The publication last week of leaked confidential papers from Appleby, a Bermuda based legal and financial service company specialising in offshore incorporation, has again raised the issue of supposed tax havens and of the legal practice of tax avoidance.
The Paradise Papers, as they have come to be known, shed light on the operation of what is today termed Britain’s Offshore Empire — a collection of British overseas territories and Crown dependencies, including Bermuda, the British Virgin Islands, Jersey and Guernsey, that accommodate a bespoke legal and financial services industry for overseas capital.
This is not new. As a young student I recall reading an essay by VS Naipaul that highlighted what seemed a post-war British policy: for colonies with no potential for a self-sustaining traditional economy to become financial centres with the lure of low taxation.
It was hoped that in time and as a more mature financial economy evolved, skills would prove the attraction and tax rates would return to normal. Naipaul saw this as foolishness, and warned of the problems that would lie ahead.
After the release last May of the Panama Papers, a similar cache of leaked papers from the offices of the law firm Mossack Fonseca, I asked a friend working as a lawyer in the industry for his views. I remember in particular the first point he made, which even then I felt cut to the core of the issue:
“The leak only reconfirms what we already know, but what many people wish they did not.”
Then as now what I believe most people find so disconcerting is not what has been exposed, but a sense that central to a system we actually value and cannot practically dismantle is an inherent grey area of contradiction between the law and ethics.
A year and a half on, not one person has been prosecuted in association with the leaked Panama Papers. From what I have so far read of the Paradise Papers, I do not see any actual evidence that anyone has broken the law. This no doubt will be enough for those lawyers working in the industry to satisfy their sense of professional ethics.
However, one is still left feeling that some of these papers reflect a legal injustice. There is clearly a disconnect between the law and what the common man would consider to be just, and around this inefficiency has grown an industry that feels to the majority to be ethically questionable in its motivation.
It is also morally difficult as it runs contrary to what is objectively fair — that as members of society we should pay our dues.
The argument that only the law can define ethics fails to understand a fundamental point: that ethics is foundational to man. The law is derived from ethics, not ethics from law.
In the case of the provision of offshore financial services, as ethics is an issue we must consider motivation. What motivates those who set up offshore vehicles?
Mark Pragnell of Capital Economics argues that such Crown dependencies and overseas territories offer “tax neutrality” that is attractive as a stable, secure and neutral jurisdiction for cross-border economic activity. This fails to explain why other equally stable, secure and neutral jurisdictions with more just and robust tax systems are not used.
This is not to say that there are no morally legitimate needs for such services.

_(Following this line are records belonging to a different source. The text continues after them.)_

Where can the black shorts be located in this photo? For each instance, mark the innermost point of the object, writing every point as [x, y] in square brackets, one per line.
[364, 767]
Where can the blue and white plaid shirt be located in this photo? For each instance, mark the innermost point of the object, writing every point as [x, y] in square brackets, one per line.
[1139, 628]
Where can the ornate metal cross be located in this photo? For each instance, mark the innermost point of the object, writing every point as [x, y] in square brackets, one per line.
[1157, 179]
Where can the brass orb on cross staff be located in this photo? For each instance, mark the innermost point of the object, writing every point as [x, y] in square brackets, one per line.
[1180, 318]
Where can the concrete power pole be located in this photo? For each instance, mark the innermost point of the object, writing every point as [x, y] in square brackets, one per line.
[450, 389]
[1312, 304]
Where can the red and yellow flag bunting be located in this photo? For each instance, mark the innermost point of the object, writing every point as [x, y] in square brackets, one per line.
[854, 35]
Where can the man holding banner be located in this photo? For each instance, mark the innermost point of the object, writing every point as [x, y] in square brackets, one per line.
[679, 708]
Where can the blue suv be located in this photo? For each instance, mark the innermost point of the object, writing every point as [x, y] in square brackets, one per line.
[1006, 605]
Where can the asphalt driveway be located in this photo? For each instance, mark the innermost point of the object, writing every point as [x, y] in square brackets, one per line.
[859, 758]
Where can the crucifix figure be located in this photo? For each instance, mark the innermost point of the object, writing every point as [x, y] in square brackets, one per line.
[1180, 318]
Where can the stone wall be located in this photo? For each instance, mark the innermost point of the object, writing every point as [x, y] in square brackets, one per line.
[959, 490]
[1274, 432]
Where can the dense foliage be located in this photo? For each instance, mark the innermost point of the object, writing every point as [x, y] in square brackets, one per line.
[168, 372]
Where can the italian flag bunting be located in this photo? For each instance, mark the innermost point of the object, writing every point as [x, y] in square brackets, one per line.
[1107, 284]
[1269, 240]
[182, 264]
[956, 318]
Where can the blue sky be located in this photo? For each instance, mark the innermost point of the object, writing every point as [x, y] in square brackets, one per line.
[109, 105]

However, given the public’s view of the matter, perhaps unfair but reinforced by such practices as obfuscating ownership, and avoiding the accountability afforded by transparency, it could be a mistake to risk so much opprobrium for a little actual benefit.
This is a simple calculation which advisors of the Duchy of Lancaster, who manage the Queen’s estate, now no doubt regret they did not consider.
Then there is legal responsibility. Lawyers must of course advise clients merely on the word of the law. But the truth is, as almost everyone today knows from dealing with practicing members of that most esteemed profession, we expect and lawyers are more than happy to give more than purely legal advice: advising not only on the law, but on its most favourable application.
And here again motivation must be considered, and a human judgement called. While a legal proposal does not constitute a criminal offence, the line between what is lawful and what we personally consider to be ethical is easily tested by a common thought experiment: you make the situation personal.
For example, former British Defence Secretary Michael Fallon’s wandering hand, though not illegal nor even considered by the journalist in question to be worthy of a genuine complaint, was nevertheless inappropriate. We could ask Sir Michael if he would be comfortable if it was his daughter who had endured the experience.
Finally, we face a painful choice, which threatens a basic principle of the modern state and our personal sense of what is just.
We can eliminate “tax havens” only by standardising tax rates worldwide. But this would imply giving up states’ rights to choose their own tax arrangements in the light of local views of what is just and fair.
What has been personally disappointing has been the media coverage, not for the sides taken but for the sides that the media has chosen to show. The viewpoints of justice activists and practising tax lawyers are reported, but no comments from the more neutral and comprehensive perspective of legal philosophy.
Today we have a vast library of knowledge, but often seems to lack skill in choosing what question to ask.
I found my tax lawyer friend’s opening line most insightful, though perhaps not quite in the way he intended. While we disagreed about many things, I do find myself drawing the same conclusion; that the question we should be asking is not what do we do about supposed tax havens, but how do we legislate in our own jurisdictions to better represent what society considers to be just.
In other words, how might we reform our own tax systems to cope with the existence of an international industry devoted to tax avoidance? And how can this be done without violating other standards and rights?